The other possibility of quitting the treasury altogether means some kind of linkage with the rejectionists — the All Parties Democratic Movement and the more stringent factions of the lawyers. That would mean supporting their agitational politics.
That would also mean forcing the PPP hand into making a bid for Punjab, Sharif’s stronghold. In case that happens, Punjab would actually become Sharif’s Achilles’ heel. Let it be said that while Sharif is prepared to get out of the federal cabinet on a moral stand, losing Punjab, even such a prospect, is a different ballgame altogether.
Moreover, while Sharif’s politics, up until now, has brought into convergence the morality of the issue and political expediency, as a rational political player he has to maximise his political advantage and therefore at some point the scales must begin to tip in favour of what is doable rather than what is desirable.
The MQM is already straining at the leash to join the federal cabinet. The PMLQ, which is enjoying the spectacle from the sidelines after having been clobbered, is unlikely to remain on the fence if and when the PPP needs it to save the presidency.
Sharif knows this. He also knows that he has been forced to do what he has done because of his rhetoric on the issue of restoring the judges. He may well have hit bottom and that only means bouncing back.
If he doesn’t opt out, very unlikely unless he throws everything to the wind, he will most probably let the PPP get on with the constitutional package it wants to put together. Once that has happened, the PMLN could support it on the basis of the argument that it could not have stayed out of a process that led to the restoration of judges.

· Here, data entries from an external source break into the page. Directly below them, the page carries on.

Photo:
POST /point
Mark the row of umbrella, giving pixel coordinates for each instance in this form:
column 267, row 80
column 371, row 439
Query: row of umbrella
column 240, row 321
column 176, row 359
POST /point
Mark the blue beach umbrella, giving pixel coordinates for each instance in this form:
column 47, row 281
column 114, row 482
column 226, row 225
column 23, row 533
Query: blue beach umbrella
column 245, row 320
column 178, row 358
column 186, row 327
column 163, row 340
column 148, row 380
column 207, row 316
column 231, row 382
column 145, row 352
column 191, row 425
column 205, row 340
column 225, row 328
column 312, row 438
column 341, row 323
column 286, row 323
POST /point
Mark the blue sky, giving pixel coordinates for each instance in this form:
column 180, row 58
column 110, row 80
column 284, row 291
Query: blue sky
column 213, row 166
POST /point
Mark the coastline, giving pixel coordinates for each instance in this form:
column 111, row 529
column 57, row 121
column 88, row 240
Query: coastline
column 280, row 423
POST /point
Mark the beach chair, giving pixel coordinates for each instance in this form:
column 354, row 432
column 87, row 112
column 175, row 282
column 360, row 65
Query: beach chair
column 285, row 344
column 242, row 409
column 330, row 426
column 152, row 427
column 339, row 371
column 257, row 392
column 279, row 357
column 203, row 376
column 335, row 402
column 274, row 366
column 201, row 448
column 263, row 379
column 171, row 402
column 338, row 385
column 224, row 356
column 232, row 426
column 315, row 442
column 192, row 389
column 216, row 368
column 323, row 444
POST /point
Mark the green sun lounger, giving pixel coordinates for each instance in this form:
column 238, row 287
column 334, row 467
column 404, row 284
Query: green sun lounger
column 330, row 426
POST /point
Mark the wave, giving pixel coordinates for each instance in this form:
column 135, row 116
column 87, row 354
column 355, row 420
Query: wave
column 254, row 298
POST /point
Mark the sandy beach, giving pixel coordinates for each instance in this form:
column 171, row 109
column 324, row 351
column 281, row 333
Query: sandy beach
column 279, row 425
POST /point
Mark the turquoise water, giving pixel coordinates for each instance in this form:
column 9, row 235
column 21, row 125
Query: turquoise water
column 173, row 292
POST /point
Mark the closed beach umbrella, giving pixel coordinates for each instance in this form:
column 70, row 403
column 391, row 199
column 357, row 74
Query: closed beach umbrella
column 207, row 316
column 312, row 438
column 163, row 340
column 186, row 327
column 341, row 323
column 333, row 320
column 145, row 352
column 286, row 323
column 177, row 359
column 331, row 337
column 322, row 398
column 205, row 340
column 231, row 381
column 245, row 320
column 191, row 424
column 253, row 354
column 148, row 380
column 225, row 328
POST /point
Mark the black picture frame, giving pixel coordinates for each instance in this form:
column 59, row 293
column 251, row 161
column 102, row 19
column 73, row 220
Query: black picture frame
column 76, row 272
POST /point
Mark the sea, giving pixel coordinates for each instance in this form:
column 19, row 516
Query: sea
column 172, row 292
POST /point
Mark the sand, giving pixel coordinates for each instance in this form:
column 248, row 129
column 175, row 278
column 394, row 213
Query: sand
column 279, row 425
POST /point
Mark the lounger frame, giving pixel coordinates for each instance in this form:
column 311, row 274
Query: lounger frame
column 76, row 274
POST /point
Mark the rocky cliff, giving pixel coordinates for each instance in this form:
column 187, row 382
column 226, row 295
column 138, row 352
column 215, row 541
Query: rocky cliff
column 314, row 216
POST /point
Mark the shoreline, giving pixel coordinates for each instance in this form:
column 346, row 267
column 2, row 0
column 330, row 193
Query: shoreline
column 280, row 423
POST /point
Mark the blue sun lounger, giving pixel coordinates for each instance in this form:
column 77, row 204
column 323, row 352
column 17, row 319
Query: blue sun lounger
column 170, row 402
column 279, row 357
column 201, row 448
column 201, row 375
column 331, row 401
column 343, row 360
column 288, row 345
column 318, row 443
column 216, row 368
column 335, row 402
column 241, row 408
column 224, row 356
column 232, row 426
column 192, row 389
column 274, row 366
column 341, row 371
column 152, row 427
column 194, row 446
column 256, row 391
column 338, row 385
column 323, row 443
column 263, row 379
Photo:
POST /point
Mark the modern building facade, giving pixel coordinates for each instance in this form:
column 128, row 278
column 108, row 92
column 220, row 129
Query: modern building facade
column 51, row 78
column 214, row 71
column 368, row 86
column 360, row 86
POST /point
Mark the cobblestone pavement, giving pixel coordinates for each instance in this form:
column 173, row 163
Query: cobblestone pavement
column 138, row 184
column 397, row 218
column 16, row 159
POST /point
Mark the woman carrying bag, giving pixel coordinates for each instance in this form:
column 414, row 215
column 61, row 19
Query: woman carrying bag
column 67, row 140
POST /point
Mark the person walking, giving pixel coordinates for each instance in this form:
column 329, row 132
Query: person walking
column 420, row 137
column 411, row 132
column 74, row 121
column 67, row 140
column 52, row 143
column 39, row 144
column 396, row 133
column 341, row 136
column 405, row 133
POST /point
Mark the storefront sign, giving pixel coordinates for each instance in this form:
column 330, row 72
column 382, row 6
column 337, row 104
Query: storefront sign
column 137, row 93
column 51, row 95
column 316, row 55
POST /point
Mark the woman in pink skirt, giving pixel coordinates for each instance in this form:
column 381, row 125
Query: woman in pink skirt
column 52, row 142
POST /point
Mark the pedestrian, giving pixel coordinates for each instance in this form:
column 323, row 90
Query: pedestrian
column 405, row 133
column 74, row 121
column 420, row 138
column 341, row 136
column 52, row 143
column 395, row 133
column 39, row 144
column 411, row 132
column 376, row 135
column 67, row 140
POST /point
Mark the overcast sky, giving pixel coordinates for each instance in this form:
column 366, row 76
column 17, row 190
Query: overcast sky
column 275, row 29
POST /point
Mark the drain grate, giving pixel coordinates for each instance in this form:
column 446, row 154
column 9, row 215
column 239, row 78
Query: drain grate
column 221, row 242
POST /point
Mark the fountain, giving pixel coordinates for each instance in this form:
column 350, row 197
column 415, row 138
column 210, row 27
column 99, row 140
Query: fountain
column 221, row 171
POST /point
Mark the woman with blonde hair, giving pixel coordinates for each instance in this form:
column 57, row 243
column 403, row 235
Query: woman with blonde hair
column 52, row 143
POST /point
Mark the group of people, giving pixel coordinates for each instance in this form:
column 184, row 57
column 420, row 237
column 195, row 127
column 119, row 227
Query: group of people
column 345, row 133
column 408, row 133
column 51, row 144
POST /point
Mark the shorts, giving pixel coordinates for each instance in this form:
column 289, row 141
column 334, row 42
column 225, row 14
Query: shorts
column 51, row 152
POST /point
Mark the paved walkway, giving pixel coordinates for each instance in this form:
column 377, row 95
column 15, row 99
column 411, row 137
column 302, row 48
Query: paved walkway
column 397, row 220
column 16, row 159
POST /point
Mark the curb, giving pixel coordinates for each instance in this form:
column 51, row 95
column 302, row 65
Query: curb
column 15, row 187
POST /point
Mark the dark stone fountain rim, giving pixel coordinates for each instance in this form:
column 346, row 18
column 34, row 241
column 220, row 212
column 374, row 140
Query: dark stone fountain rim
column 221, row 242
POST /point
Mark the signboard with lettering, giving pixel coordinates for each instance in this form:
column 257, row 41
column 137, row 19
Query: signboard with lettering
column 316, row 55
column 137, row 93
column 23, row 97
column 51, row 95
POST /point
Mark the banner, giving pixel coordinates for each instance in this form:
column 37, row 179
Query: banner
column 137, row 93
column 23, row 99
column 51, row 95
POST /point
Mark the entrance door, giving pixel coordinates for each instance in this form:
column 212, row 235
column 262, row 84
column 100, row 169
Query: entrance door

It can make cautious noises about the PMLN’s inability to get the judges restored through a parliamentary resolution and an executive order but it has a good excuse: it doesn’t have the headcount to do so and it has done whatever could be done to pressure the senior coalition partner to fall in step. Since that was not to be, it had to choose between “all or nothing” and one being impossible and the other impractical, it would go for what can be salvaged.
The PPP, for its part, realises that the pact it has with the other power centres is not a straightforward affair. Also, while the judges’ issue may have generated much heat, there is much else on the plate: terrorism, power shortages, food and oil crisis, etc. So it will do everything to keep the flock together.
Simultaneously, however, it has made arrangements for the alternative. If the worse comes to the worst, it would make a bid for Punjab. The postponement of the by-elections, and the cloak and dagger manner in which that was conducted, was primarily meant to keep Shahbaz Sharif out of the political arena until matters could be decided on the judges’ issue.
As matters stand, both parties have another month to take their respective positions. Chances are the PPP will try and push the constitutional package through as quickly as it can and see how the PMLN reacts to it. If the reaction is positive, everyone will gain; if not, we will have to fasten the seatbelts for rough weather.